For me, The Human Family Tree/A Walk Through Paradise…an environmental installation is best put in context by the letter written by Chief Seattle to the U.S. Government in about 1852 in response to the government’s request to buy the tribal lands of his people. The government wanted it for (settlement by) the arriving people of the United States, our great grandparents. His letter, as Joseph Campbell says in the Power of Myth, expresses the moral of his discussion in his book. It is also expresses the moral for this completed installation. The truth, power, simplicity and beauty of his words has been the driving force behind my art and community service for the past five years. Chief Seattle gives depth and breadth to the meaning and value of FAMILY and its place in PARADISE, our planet, and a space in this universe for this exhibition to exist.

"The President in Washington sends word that he wishes to buy our land. But how can you buy and sell the sky? The land? The idea is strange to us. If we do not own the freshness of the air and the sparkle of the water, how can you buy them?
"Every part of this earth is sacred to my people. Every shining pine needle, every sandy shore, every mist in the dark woods, every meadow, every humming insect. All are holy in the memory and experience of my people.
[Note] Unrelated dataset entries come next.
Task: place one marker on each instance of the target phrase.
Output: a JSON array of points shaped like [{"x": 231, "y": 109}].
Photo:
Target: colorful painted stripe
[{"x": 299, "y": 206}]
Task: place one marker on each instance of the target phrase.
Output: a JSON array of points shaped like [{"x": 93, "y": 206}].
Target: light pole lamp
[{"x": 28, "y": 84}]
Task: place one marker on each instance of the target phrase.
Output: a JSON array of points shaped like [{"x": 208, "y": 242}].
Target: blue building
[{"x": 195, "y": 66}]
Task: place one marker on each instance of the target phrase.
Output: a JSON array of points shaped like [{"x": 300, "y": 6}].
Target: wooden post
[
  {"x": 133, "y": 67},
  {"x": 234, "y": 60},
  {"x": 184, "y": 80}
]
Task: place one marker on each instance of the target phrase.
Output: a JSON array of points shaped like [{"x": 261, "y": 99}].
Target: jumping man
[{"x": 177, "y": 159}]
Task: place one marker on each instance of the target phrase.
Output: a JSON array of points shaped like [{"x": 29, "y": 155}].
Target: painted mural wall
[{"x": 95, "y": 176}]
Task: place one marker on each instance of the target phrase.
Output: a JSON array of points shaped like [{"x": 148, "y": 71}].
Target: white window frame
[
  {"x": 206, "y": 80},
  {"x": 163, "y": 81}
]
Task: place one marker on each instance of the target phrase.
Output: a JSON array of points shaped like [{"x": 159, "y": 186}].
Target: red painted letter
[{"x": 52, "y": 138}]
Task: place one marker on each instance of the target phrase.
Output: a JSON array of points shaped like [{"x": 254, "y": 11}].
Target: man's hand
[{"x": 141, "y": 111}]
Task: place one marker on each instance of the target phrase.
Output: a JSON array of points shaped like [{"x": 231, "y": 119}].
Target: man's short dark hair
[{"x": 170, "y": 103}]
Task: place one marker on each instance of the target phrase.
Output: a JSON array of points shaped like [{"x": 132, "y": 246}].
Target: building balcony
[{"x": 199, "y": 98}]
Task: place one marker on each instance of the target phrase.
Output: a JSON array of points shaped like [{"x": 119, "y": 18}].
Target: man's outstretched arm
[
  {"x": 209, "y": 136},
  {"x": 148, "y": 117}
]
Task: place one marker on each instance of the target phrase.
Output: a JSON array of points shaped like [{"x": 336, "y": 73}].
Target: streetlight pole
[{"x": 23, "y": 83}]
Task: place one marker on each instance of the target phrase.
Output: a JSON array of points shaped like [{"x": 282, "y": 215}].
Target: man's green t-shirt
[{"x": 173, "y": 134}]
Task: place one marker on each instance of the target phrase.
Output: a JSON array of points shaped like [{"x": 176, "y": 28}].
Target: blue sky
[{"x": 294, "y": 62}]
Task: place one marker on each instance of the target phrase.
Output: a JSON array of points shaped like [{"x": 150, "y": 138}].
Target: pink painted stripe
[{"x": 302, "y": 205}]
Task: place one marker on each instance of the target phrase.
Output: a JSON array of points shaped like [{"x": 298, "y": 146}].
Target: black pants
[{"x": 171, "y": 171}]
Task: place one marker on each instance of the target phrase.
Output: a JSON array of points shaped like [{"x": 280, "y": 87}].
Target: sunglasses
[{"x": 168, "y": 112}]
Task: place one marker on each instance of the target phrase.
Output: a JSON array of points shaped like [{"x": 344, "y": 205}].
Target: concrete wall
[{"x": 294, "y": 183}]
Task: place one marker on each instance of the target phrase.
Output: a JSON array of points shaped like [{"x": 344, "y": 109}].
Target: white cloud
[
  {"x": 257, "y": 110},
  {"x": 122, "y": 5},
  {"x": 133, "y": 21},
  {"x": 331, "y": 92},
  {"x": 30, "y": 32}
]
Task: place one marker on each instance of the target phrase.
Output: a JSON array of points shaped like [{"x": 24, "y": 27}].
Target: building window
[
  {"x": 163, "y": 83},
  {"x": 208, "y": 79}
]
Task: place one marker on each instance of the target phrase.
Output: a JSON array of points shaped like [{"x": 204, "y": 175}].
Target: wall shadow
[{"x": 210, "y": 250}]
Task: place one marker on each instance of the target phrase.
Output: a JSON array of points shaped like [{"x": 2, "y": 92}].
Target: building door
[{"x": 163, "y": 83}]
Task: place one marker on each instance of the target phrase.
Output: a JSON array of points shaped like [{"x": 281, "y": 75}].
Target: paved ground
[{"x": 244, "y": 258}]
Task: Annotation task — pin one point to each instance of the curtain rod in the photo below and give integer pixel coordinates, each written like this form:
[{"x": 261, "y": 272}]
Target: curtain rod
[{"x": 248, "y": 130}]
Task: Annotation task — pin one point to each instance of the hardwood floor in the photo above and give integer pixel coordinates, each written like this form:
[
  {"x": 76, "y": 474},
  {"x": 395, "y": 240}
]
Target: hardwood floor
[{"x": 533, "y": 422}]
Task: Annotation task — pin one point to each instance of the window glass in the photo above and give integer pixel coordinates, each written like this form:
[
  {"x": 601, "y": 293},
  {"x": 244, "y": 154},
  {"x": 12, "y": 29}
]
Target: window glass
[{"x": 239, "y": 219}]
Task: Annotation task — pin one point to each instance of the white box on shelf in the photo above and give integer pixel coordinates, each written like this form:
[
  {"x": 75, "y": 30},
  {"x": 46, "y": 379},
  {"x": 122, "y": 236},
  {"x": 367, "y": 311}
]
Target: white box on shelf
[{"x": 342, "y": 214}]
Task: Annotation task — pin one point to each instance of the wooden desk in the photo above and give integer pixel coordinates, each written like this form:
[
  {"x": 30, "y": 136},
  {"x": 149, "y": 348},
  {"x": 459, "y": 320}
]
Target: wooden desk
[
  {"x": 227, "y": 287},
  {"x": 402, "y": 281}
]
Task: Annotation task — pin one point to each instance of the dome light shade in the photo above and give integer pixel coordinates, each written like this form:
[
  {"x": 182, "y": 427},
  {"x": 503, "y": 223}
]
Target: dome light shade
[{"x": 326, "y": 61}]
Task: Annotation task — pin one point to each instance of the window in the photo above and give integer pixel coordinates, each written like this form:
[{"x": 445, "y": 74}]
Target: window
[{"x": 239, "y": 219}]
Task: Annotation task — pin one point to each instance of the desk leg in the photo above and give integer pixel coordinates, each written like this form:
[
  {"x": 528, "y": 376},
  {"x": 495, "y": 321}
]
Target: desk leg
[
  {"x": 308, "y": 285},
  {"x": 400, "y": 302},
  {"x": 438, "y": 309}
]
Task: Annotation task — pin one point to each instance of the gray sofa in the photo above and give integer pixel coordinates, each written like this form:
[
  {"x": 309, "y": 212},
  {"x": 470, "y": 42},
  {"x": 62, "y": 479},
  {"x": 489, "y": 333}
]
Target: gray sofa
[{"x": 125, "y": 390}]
"We know the sap which courses through the trees as we know the blood that courses through our veins. We are part of the earth and it is part of us. The perfumed flowers are our sisters. The bear, the deer, the great eagle, these are our brothers. The rocky crests, the juices in the meadow, the body heat of the pony, and man, all belong to the same family.

"The shinning water that moves in the streams and rivers is not just water, but the blood of our ancestor. If we sell you our land, you must remember that it is sacred. Each ghostly reflection in the clear waters of the lakes tells of events and memories in the life of my people. The water’s murmur is the voice of my father’s father.

"The rivers are our brothers. They quench our thirst. They carry our canoes and feed our children. So you must give to the rivers the kindness you would give any brother."

"If we sell you our land, remember that the air is precious to us, that the air shares its spirit with all the life it supports. The wind that gave our grandfather his first breath also receives his last sigh. The wind also gives our children the spirit of life. So if we sell you our land, you must keep it apart and sacred, as a place where man can go to taste the wind that is sweetened by the meadow flowers.

"Will you teach your children what we have taught our children? That the earth is our mother? What befalls the earth befalls all the sons of the earth.

"This we know: the earth does not belong to man, man belongs to the earth. All things are connected like the blood that unites us all. Man did not weave the web of life, he is merely a strand in it. Whatever he does to the web, he does to himself.

"One thing we know: our god is also your god. The earth is precious to him and to harm the earth is to heap contempt on its creator.

"Your destiny is a mystery to us. What will happen when the buffalo are all slaughtered? The wild horses tamed? What will happen when the secret corners of the forest are heavy with the scent of many men and the view of the ripe hills is blotted by talking wires? Where will the thicket be? Gone! Where will the eagle be? Gone! And what is it to say goodbye to the swift pony and the hunt? The end of living and the beginning of survival.

"When the last Red Man has vanished with his wilderness and his memory is only the shadow of a cloud moving across the prairie, will these shores and forests still be here? Will there be any of the spirit of my people left?

"We love this earth as a newborn loves its mother’s heartbeat. So, if we sell you our land, love it as we have loved it. Care for it as we have cared for it. Hold in your mind the memory of the land as it is when you receive it. Preserve the land for all children and love it, as God loves us all.

"As we are part of the land, you too are part of the land. This earth is precious to us. It is also precious to you. One thing we know: there is only one God. No man, be he Red Man or White Man, can be apart. We are brothers after all."

The time that this letter was written, 1852, coincides with the time that the first photographs were taken from which the paintings in this exhibit have been created. This exhibit surveys the past century or more as seen through the family photographs of four families of a cross-section of SF’s diverse residents who have settled the tribal lands of the native people who loved it. I have created this exhibit to give answers to Chief Seattle’s questions about what has happen to the land and the spirit of his people.